Le tandem chiite a-t-il d’ailleurs intérêt à bloquer la formation d’un gouvernement dont la durée de vie ne dépassera pas les six mois, soit jusqu’à la veille des législatives qu’il est censé organiser d’ici à juin prochain ? À ce jour, la volonté d’ouverture et de coopération exprimée par l’ensemble des protagonistes montre le contraire. L’entretien qu’a eu hier M. Berry avec le chef de l’État laisse croire que la crise devrait se résorber sans trop de difficultés, les blocages, sous toutes leurs formes, s’étant avérés improductifs, voire destructifs pour le pays.
« On peut tout au plus s’attendre à des obstacles traditionnels, au niveau de la répartition des portefeuilles ministériels, mais il n’y aura plus de bataille politique », a assuré à L’OLJ le ministre de l’Intérieur Nouhad Machnouk, lors d’une réception donnée par M. Hariri à la Maison du Centre.
De sources concordantes, on apprenait également d’ailleurs que le nœud gordien du ministère des Finances, que convoitent Amal aussi bien que les FL, finira probablement par être octroyé au premier, histoire de rétablir les pouvoirs entre le trio sunnite-chiite-chrétien au sein de l’exécutif.
Sans vouloir pour autant contredire les propos du chef de sa formation qui a clairement laissé entendre que le ministère des Finances devrait revenir aux chrétiens, une source proche des FL a confié à L’OLJ que le débat est « ouvert à la discussion ». Autrement dit, les Forces libanaises pourraient se contenter d’un autre ministère régalien, sachant que le ministère des Télécoms leur aurait déjà été promis. Il sera très probablement confié à Ghassan Hasbani, un ingénieur télécoms formé aux États-Unis, assure la source.
Quant à la fameuse déclaration ministérielle, qui a souvent constitué l’un des principaux facteurs d’obstruction lors de la formation des gouvernements précédents, elle serait déjà prête, dit-on de sources concordantes. C’est le discours d’investiture de M. Aoun qui sera repris, sinon à la lettre, du moins dans l’esprit, et adopté comme déclaration, la majorité des parties en présence ayant déjà avalisé l’idée.
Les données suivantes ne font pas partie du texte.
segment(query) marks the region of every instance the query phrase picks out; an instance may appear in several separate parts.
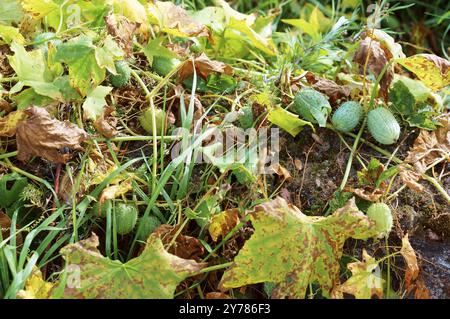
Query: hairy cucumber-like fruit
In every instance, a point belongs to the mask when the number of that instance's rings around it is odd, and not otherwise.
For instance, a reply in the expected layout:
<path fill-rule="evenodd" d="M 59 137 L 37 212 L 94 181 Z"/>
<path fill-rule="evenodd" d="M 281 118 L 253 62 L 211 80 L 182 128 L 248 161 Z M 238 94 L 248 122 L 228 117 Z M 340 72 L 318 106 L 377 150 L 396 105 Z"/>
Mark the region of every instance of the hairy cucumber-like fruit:
<path fill-rule="evenodd" d="M 373 109 L 368 113 L 367 127 L 373 138 L 381 144 L 393 144 L 400 136 L 400 125 L 391 111 L 384 107 Z"/>
<path fill-rule="evenodd" d="M 327 98 L 316 90 L 302 89 L 295 95 L 292 110 L 305 120 L 325 127 L 331 105 Z"/>
<path fill-rule="evenodd" d="M 251 106 L 244 106 L 239 111 L 239 126 L 243 129 L 248 129 L 253 127 L 253 109 Z"/>
<path fill-rule="evenodd" d="M 139 123 L 141 123 L 141 126 L 144 130 L 146 130 L 149 133 L 153 132 L 153 117 L 152 117 L 152 109 L 148 108 L 146 109 L 140 116 L 139 116 Z M 164 122 L 166 120 L 166 112 L 161 109 L 155 109 L 155 119 L 156 119 L 156 133 L 161 133 L 161 130 L 164 126 Z"/>
<path fill-rule="evenodd" d="M 180 60 L 178 60 L 176 58 L 168 58 L 165 56 L 155 56 L 155 57 L 153 57 L 152 69 L 159 75 L 166 76 L 179 63 L 180 63 Z"/>
<path fill-rule="evenodd" d="M 114 65 L 116 67 L 117 74 L 110 74 L 109 81 L 114 87 L 120 88 L 127 84 L 130 80 L 131 70 L 125 60 L 116 61 L 114 62 Z"/>
<path fill-rule="evenodd" d="M 138 220 L 138 234 L 137 239 L 141 241 L 146 241 L 148 236 L 159 226 L 161 222 L 155 216 L 142 216 Z"/>
<path fill-rule="evenodd" d="M 56 34 L 53 32 L 43 32 L 39 33 L 33 40 L 33 48 L 41 49 L 46 55 L 48 52 L 48 43 L 53 46 L 58 46 L 62 43 L 61 40 L 56 38 Z"/>
<path fill-rule="evenodd" d="M 106 200 L 104 203 L 96 202 L 94 206 L 92 206 L 91 213 L 94 216 L 99 216 L 101 218 L 106 218 L 108 214 L 108 210 L 111 211 L 112 201 L 110 199 Z"/>
<path fill-rule="evenodd" d="M 333 126 L 341 132 L 351 132 L 358 126 L 363 115 L 361 104 L 354 101 L 343 103 L 331 118 Z"/>
<path fill-rule="evenodd" d="M 119 203 L 115 207 L 116 231 L 120 235 L 131 232 L 136 226 L 138 209 L 133 204 Z"/>
<path fill-rule="evenodd" d="M 391 209 L 385 203 L 375 203 L 367 210 L 367 217 L 375 222 L 375 227 L 380 234 L 387 235 L 392 229 Z"/>

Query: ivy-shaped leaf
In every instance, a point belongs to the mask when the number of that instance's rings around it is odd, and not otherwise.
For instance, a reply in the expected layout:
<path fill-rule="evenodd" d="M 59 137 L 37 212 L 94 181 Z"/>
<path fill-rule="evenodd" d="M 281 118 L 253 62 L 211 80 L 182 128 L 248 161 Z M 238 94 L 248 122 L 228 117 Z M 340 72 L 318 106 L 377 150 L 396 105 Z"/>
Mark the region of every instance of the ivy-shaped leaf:
<path fill-rule="evenodd" d="M 70 244 L 61 253 L 71 269 L 79 270 L 79 283 L 65 287 L 66 298 L 173 298 L 175 288 L 204 264 L 169 254 L 156 235 L 144 251 L 126 263 L 103 257 L 98 237 Z M 78 286 L 78 288 L 77 288 Z"/>
<path fill-rule="evenodd" d="M 294 137 L 302 131 L 303 126 L 305 125 L 311 126 L 314 130 L 314 126 L 311 122 L 302 120 L 298 118 L 297 114 L 291 113 L 279 106 L 269 111 L 267 119 Z"/>
<path fill-rule="evenodd" d="M 103 113 L 105 97 L 111 92 L 110 86 L 97 86 L 90 91 L 83 103 L 84 118 L 95 121 Z"/>
<path fill-rule="evenodd" d="M 383 282 L 380 272 L 376 271 L 378 262 L 363 250 L 363 261 L 350 263 L 347 268 L 352 276 L 333 290 L 334 297 L 342 298 L 342 293 L 355 296 L 356 299 L 370 299 L 372 296 L 383 297 Z"/>
<path fill-rule="evenodd" d="M 53 84 L 52 75 L 47 67 L 43 52 L 39 50 L 27 51 L 17 43 L 11 44 L 13 56 L 9 56 L 9 63 L 19 77 L 19 82 L 11 88 L 10 93 L 17 93 L 24 86 L 30 86 L 43 96 L 55 100 L 62 100 L 59 89 Z"/>
<path fill-rule="evenodd" d="M 328 297 L 339 282 L 339 260 L 347 238 L 378 235 L 375 224 L 358 210 L 354 198 L 331 216 L 306 216 L 283 198 L 250 213 L 255 233 L 221 280 L 221 289 L 274 282 L 274 298 L 304 298 L 317 282 Z"/>
<path fill-rule="evenodd" d="M 69 66 L 70 83 L 83 96 L 105 79 L 105 69 L 98 65 L 95 53 L 92 39 L 81 35 L 59 45 L 55 55 L 55 61 Z"/>

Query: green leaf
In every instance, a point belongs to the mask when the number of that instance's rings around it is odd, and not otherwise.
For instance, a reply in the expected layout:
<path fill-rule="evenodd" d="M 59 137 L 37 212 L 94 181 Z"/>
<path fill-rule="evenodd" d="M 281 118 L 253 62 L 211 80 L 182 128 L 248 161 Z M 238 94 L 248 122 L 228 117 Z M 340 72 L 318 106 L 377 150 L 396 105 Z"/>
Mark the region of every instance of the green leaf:
<path fill-rule="evenodd" d="M 175 52 L 167 49 L 165 46 L 162 45 L 163 40 L 164 40 L 163 38 L 152 39 L 148 41 L 146 47 L 142 48 L 142 52 L 144 52 L 150 65 L 153 63 L 153 57 L 155 56 L 170 59 L 179 58 L 179 56 Z"/>
<path fill-rule="evenodd" d="M 22 34 L 20 34 L 19 29 L 7 25 L 0 24 L 0 38 L 3 39 L 6 44 L 10 44 L 13 41 L 19 44 L 25 43 L 25 39 Z"/>
<path fill-rule="evenodd" d="M 430 89 L 421 82 L 402 76 L 389 90 L 389 100 L 397 113 L 409 115 L 416 111 L 416 104 L 426 101 L 430 94 Z"/>
<path fill-rule="evenodd" d="M 11 88 L 10 93 L 21 91 L 23 86 L 30 86 L 40 95 L 62 100 L 61 92 L 53 84 L 42 50 L 26 51 L 15 42 L 11 45 L 11 50 L 15 54 L 9 57 L 9 63 L 16 71 L 19 82 Z"/>
<path fill-rule="evenodd" d="M 309 125 L 314 129 L 314 126 L 310 122 L 299 119 L 298 115 L 286 111 L 279 106 L 269 111 L 267 119 L 294 137 L 301 132 L 305 125 Z"/>
<path fill-rule="evenodd" d="M 27 185 L 27 178 L 17 173 L 3 175 L 0 178 L 0 207 L 7 208 L 17 202 Z"/>
<path fill-rule="evenodd" d="M 37 94 L 32 88 L 23 90 L 19 94 L 14 95 L 12 99 L 17 104 L 18 110 L 26 109 L 30 105 L 44 106 L 52 102 L 52 99 Z"/>
<path fill-rule="evenodd" d="M 317 282 L 325 297 L 339 282 L 339 260 L 347 238 L 378 235 L 354 198 L 328 217 L 306 216 L 283 198 L 258 205 L 250 213 L 252 237 L 225 271 L 221 289 L 275 282 L 274 298 L 304 298 Z"/>
<path fill-rule="evenodd" d="M 146 10 L 138 0 L 107 0 L 107 3 L 113 6 L 114 13 L 123 15 L 132 22 L 147 21 Z"/>
<path fill-rule="evenodd" d="M 21 0 L 22 7 L 32 14 L 34 19 L 45 18 L 47 24 L 55 30 L 59 26 L 59 5 L 52 0 Z"/>
<path fill-rule="evenodd" d="M 107 104 L 105 97 L 112 91 L 110 86 L 97 86 L 90 91 L 83 103 L 84 118 L 95 121 L 103 113 Z"/>
<path fill-rule="evenodd" d="M 2 0 L 0 6 L 0 24 L 9 25 L 22 20 L 23 11 L 18 0 Z"/>
<path fill-rule="evenodd" d="M 112 74 L 117 74 L 114 65 L 115 60 L 120 60 L 124 52 L 111 36 L 107 36 L 103 46 L 95 48 L 95 59 L 98 66 L 106 68 Z"/>
<path fill-rule="evenodd" d="M 66 264 L 79 275 L 79 286 L 66 287 L 64 298 L 173 298 L 177 285 L 204 267 L 194 260 L 169 254 L 157 235 L 150 235 L 144 251 L 122 263 L 100 254 L 95 234 L 61 249 Z"/>
<path fill-rule="evenodd" d="M 56 52 L 55 61 L 69 66 L 70 83 L 82 96 L 105 79 L 105 69 L 98 65 L 95 51 L 92 39 L 81 35 L 59 45 Z"/>

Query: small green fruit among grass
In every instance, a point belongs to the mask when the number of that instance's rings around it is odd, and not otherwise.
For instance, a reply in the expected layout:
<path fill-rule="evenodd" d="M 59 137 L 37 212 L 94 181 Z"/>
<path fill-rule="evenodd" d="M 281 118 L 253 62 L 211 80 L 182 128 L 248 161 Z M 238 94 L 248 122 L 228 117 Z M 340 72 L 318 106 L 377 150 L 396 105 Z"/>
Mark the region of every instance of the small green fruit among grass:
<path fill-rule="evenodd" d="M 138 209 L 133 204 L 119 203 L 115 207 L 116 231 L 120 235 L 131 232 L 136 226 Z"/>
<path fill-rule="evenodd" d="M 394 144 L 400 136 L 400 125 L 387 108 L 379 107 L 367 115 L 367 127 L 377 142 L 385 145 Z"/>
<path fill-rule="evenodd" d="M 383 235 L 390 233 L 392 229 L 391 209 L 385 203 L 375 203 L 367 210 L 367 217 L 375 222 L 376 230 Z"/>
<path fill-rule="evenodd" d="M 239 126 L 243 129 L 248 129 L 253 127 L 253 109 L 251 106 L 244 106 L 239 111 Z"/>
<path fill-rule="evenodd" d="M 92 214 L 94 216 L 99 216 L 101 218 L 106 218 L 108 211 L 111 211 L 112 201 L 106 200 L 104 203 L 100 204 L 100 202 L 96 202 L 94 206 L 92 206 Z"/>
<path fill-rule="evenodd" d="M 351 132 L 358 126 L 363 113 L 363 108 L 358 102 L 345 102 L 334 112 L 331 122 L 338 131 Z"/>
<path fill-rule="evenodd" d="M 168 58 L 164 56 L 153 57 L 152 69 L 160 76 L 166 76 L 172 71 L 178 64 L 180 60 L 175 58 Z"/>
<path fill-rule="evenodd" d="M 114 87 L 120 88 L 127 84 L 130 80 L 131 70 L 125 60 L 116 61 L 114 62 L 114 65 L 116 67 L 117 74 L 110 74 L 109 81 Z"/>
<path fill-rule="evenodd" d="M 302 89 L 294 98 L 293 111 L 305 120 L 325 127 L 331 105 L 327 98 L 316 90 Z"/>
<path fill-rule="evenodd" d="M 58 46 L 62 43 L 61 40 L 56 38 L 56 34 L 53 32 L 43 32 L 39 33 L 33 40 L 33 48 L 41 49 L 46 55 L 48 52 L 48 43 L 53 46 Z"/>
<path fill-rule="evenodd" d="M 141 124 L 142 128 L 149 133 L 153 132 L 152 114 L 153 114 L 152 109 L 148 108 L 139 116 L 139 123 Z M 166 121 L 166 112 L 164 112 L 164 110 L 161 109 L 155 109 L 155 119 L 156 119 L 156 133 L 159 134 L 161 133 L 161 130 Z"/>
<path fill-rule="evenodd" d="M 137 239 L 141 241 L 146 241 L 148 236 L 159 226 L 161 222 L 155 216 L 142 216 L 138 220 L 138 234 Z"/>

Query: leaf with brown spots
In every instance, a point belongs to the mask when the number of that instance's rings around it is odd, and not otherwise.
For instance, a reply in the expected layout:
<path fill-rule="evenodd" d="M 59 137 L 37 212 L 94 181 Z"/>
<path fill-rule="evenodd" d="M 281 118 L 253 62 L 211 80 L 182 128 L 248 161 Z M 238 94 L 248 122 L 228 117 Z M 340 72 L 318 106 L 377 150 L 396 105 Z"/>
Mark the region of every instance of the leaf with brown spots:
<path fill-rule="evenodd" d="M 359 64 L 361 73 L 364 73 L 364 70 L 366 70 L 367 75 L 370 72 L 375 77 L 378 77 L 390 58 L 391 53 L 384 49 L 380 42 L 371 37 L 365 37 L 359 43 L 353 60 Z M 380 81 L 380 94 L 383 97 L 387 97 L 388 88 L 393 77 L 392 67 L 388 68 Z"/>
<path fill-rule="evenodd" d="M 209 224 L 209 234 L 213 241 L 219 237 L 225 237 L 239 223 L 239 210 L 236 208 L 227 209 L 212 216 Z"/>
<path fill-rule="evenodd" d="M 95 129 L 106 138 L 114 137 L 119 133 L 116 129 L 117 118 L 111 115 L 114 111 L 113 107 L 106 106 L 102 114 L 94 121 Z"/>
<path fill-rule="evenodd" d="M 306 216 L 281 197 L 250 212 L 255 233 L 223 275 L 220 288 L 274 282 L 273 298 L 304 298 L 310 283 L 323 295 L 339 282 L 339 260 L 347 238 L 377 236 L 375 224 L 354 198 L 331 216 Z"/>
<path fill-rule="evenodd" d="M 75 124 L 58 121 L 45 108 L 32 106 L 25 113 L 28 118 L 19 123 L 16 132 L 19 160 L 40 156 L 52 163 L 66 163 L 72 157 L 70 151 L 83 149 L 80 143 L 88 135 Z"/>
<path fill-rule="evenodd" d="M 42 278 L 42 272 L 35 266 L 28 277 L 24 289 L 17 292 L 20 299 L 48 299 L 51 295 L 54 283 Z"/>
<path fill-rule="evenodd" d="M 100 254 L 98 237 L 61 249 L 67 265 L 77 271 L 78 287 L 65 287 L 65 298 L 173 298 L 177 285 L 204 267 L 168 253 L 156 235 L 150 235 L 144 251 L 122 263 Z"/>
<path fill-rule="evenodd" d="M 189 59 L 183 63 L 179 71 L 180 82 L 183 82 L 194 73 L 194 67 L 197 75 L 204 79 L 214 72 L 228 75 L 233 74 L 233 69 L 231 66 L 223 62 L 211 60 L 206 56 L 206 54 L 202 53 L 200 56 L 194 58 L 194 61 Z"/>
<path fill-rule="evenodd" d="M 192 19 L 186 10 L 170 1 L 155 1 L 148 5 L 150 22 L 158 24 L 162 31 L 178 37 L 209 36 L 202 23 Z"/>
<path fill-rule="evenodd" d="M 334 297 L 342 298 L 342 293 L 355 296 L 356 299 L 370 299 L 377 296 L 383 297 L 383 279 L 381 274 L 375 271 L 378 262 L 363 250 L 364 261 L 350 263 L 347 268 L 352 272 L 352 276 L 342 285 L 333 290 Z"/>
<path fill-rule="evenodd" d="M 416 54 L 395 60 L 434 91 L 450 84 L 450 62 L 434 54 Z"/>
Ce texte fera l’unanimité, estime un responsable politique qui a requis l’anonymat, et pour lequel il n’y a aucune raison pour que le Hezbollah le rejette.
C’est le député Marwan Hamadé qui a le mieux exprimé la mission du futur gouvernement hier, en affirmant, dans une déclaration à L’OLJ, que « le prochain gouvernement sera un conseil d’administration qui va s’occuper de la logistique des législatives et de l’administration intérieure du pays ».
Autant de défis qui ne sauraient être remportés en dehors d’une politique d’inclusion de toutes les formations en présence, « même ceux qui n’ont pas voté pour moi », a signalé le chef du courant du Futur.
Un optimisme que partage une majorité des membres de son bloc présents hier à la Maison du Centre, qui s’est dit confiante que le gouvernement sera mis sur pied très prochainement, « peut-être même avant le 22 novembre, comme l’espèrent MM. Aoun et Hariri », indique M. Machnouk.